そして、世界を静かに見据える様な透き通る水色の瞳。
絵本の世界から飛び出してきたお姫様の様な柔らかく可愛らしい微笑みと、思わず聞き入ってしまう様な美しい声に、誰もが目を奪われてゆく。
……いや、全員というのは間違いか。
既にプラントでラクスと話した事のあるアスランは、月にラクスが来たことに驚いてはいたが、冷静であったし。
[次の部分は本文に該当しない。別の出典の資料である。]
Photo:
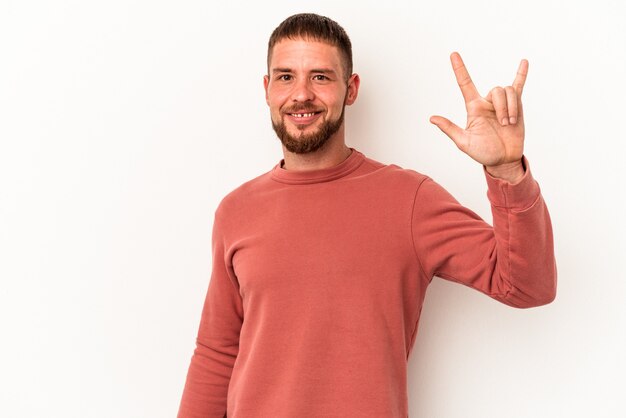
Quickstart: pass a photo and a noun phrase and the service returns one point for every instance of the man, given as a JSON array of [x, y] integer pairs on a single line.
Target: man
[[320, 266]]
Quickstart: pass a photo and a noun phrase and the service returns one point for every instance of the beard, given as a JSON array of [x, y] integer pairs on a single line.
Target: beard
[[307, 143]]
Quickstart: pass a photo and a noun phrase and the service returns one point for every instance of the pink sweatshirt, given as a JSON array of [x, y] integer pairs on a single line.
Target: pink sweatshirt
[[319, 278]]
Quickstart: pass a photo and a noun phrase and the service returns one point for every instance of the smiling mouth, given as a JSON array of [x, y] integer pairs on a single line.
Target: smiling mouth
[[303, 115]]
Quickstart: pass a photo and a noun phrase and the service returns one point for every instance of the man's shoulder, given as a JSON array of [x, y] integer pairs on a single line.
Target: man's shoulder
[[396, 173], [244, 194]]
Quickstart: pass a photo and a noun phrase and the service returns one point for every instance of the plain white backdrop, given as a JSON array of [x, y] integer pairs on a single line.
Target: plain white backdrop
[[123, 123]]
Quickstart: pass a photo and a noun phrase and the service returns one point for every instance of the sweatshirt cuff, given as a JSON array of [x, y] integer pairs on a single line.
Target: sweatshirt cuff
[[519, 196]]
セナも、可愛らしい人だなぁ。くらいの感想しか抱いていなかった。
そして、ラクスを見たキラが驚いていたのは、他の子供達とは違う理由である。
「……ラクス?」
「なんだ、キラ。知ってるのか?」
「あー、いや。知ってるというか。なんというか」
「なんだ。歯切れが悪いな」
「その、ね。実はさ。僕、彼女の事を夢で見た事があるんだよ」
「「夢?」」
キラが困ったような顔で答えた内容に、話を聞いていたアスランとセナは首を傾げる。
その反応に、もう少ししっかり説明するかとキラが話そうとした瞬間、教室の中で子供達の歓声が爆発し、両隣のアスランやセナと話をする事は難しくなってしまった。
「よ、妖精だ!」
「こんな可愛い子が、この世界に居たなんて!」
「ラクスさん! ボクとお友達になりませんか!?」
「っ……うっさ」
「キラ。話は後で」
「あぁ、うん。分かったよ」
思わず耳を塞いでしまう様な喧騒の中、キラの方に身を寄せてアスランは囁く。
その言葉にキラは頷いて、反対側に座っているセナにも、後でね。と言うのだった。
「まさに地上に舞い降りた天使だ!」
「私だってコーディネーターなのに!」
喜びと、驚愕と、笑顔と涙があふれる教室は、それから少しの間静かになる事はなく。
ひとまずラクスを空席に案内して、落ち着かせてから授業を始めようとしたが、もはや子供達に集中力はなかった。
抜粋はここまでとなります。